Squarespace SEO is functional but limited. You can set meta titles, descriptions, and basic structured data. Custom schema, advanced redirects, and technical SEO customization are restricted. For a practitioner who wants to rank for competitive terms like "astrology reading online," Squarespace's ceiling is lower.

WordPress self-hosted has no ceiling. Full control over every SEO variable. The tradeoff is that you maintain the technical infrastructure yourself.

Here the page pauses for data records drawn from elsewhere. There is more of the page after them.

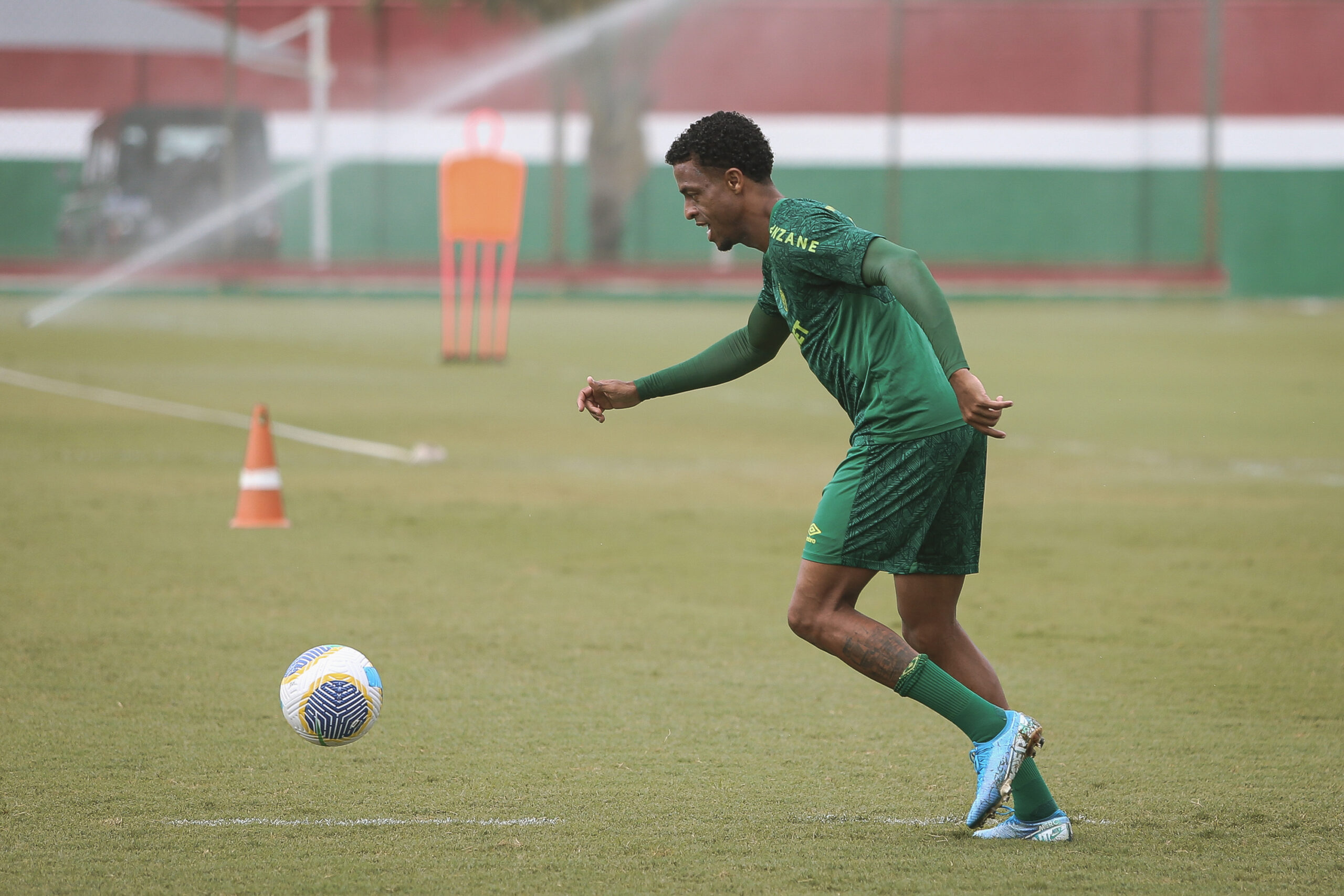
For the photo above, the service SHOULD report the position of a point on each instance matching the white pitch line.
(420, 453)
(363, 823)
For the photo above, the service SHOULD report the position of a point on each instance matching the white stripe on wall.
(843, 141)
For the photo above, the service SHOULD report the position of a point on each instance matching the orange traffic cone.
(258, 496)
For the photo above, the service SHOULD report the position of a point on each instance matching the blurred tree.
(613, 75)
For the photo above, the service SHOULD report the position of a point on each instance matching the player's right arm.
(908, 277)
(733, 356)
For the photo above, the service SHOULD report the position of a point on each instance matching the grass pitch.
(585, 624)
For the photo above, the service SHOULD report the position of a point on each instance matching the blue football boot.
(998, 762)
(1057, 828)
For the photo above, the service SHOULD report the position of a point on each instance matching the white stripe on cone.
(264, 480)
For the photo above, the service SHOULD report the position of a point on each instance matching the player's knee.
(927, 636)
(804, 620)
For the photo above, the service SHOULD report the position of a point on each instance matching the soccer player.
(908, 499)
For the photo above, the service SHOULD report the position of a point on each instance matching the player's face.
(714, 201)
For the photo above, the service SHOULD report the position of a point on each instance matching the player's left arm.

For practitioners doing active content marketing, see SEO for esoteric sites.

Cost Crossovers

Showit Basic ($259/year) costs $17 less than Squarespace Core ($276/year), despite offering significantly more design control. At the Advanced level, Showit + Blog ($470/year) is nearly identical to Squarespace Plus ($468/year).

WordPress self-hosted runs roughly half the cost of either paid platform in Year 2 and beyond (after the one-time theme purchase).

The financial advantage of WordPress grows with time. After three years:
- Showit + Blog: $324/year x 3 = $972
- Squarespace Core: $276/year x 3 = $828
- WordPress (Year 1 $200, Years 2-3 $120/year): $200 + $240 = $440

WordPress saves $388-$532 over three years compared to the other two. Whether that is worth the technical overhead depends on your comfort level with self-managed hosting.

Practical Scenarios

Strongest visual portfolio, photography-quality design: Showit. No drag-and-drop builder produces layouts this flexible without coding.

Fastest launch with ecommerce and scheduling built in: Squarespace Core. One subscription covers the site, the store, and basic scheduling integration.

Maximum SEO control, comfortable with self-hosting: WordPress. The ceiling is higher than either alternative, but so is the maintenance burden.

Design + strong blog SEO + willing to pay slightly more: Showit + Starter Blog at $324/year. The WordPress blog engine combined with Showit's visual layer is a genuinely powerful combination for content-driven practitioners.

For comparison with other website builders, see Squarespace vs Wix and Webflow vs Framer vs Carrd. For a broader look at platforms in this space, see website builders for practitioners.

Frequently Asked Questions

Does Showit work without a WordPress blog?

Yes. The Basic plan at $259/year is a design-only website with no blog. If you are not publishing regular written content, the WordPress blog add-on is unnecessary. Add it later if your content strategy evolves.

Can I sell readings directly through Squarespace?

Yes. Squarespace Commerce lets you list services, accept payments, and connect scheduling (via Acuity, which Squarespace owns). On Core and above, there are no Squarespace transaction fees. Standard Stripe processing fees (2.9% + $0.30) apply to every transaction.

Is WordPress genuinely free?

The WordPress software is free. Hosting, a domain, and any premium plugins or themes cost money. A basic WordPress setup with reliable hosting, a domain, and Elementor Pro runs $100-300 in the first year and $60-200 in subsequent years. "Free" refers only to the software itself, not the infrastructure required to run it.

Can I move my Squarespace site to WordPress later?

Yes. Squarespace exports your content (pages, blog posts) as XML that WordPress can import. Design elements do not transfer - you rebuild the visual layout in WordPress. The migration takes time but is not technically complex for someone comfortable with WordPress setup. Budget a day or two of work for a typical small site.

Which has better ecommerce for digital products?

Squarespace has built-in digital product delivery on Core and above. Showit requires a third-party tool (ThriveCart, SendOwl, or Gumroad) for digital product sales. WordPress uses WooCommerce for ecommerce, which is powerful but adds another layer of configuration. For high-volume digital product sales, see SendOwl vs Gumroad vs ThriveCart for a full delivery platform comparison.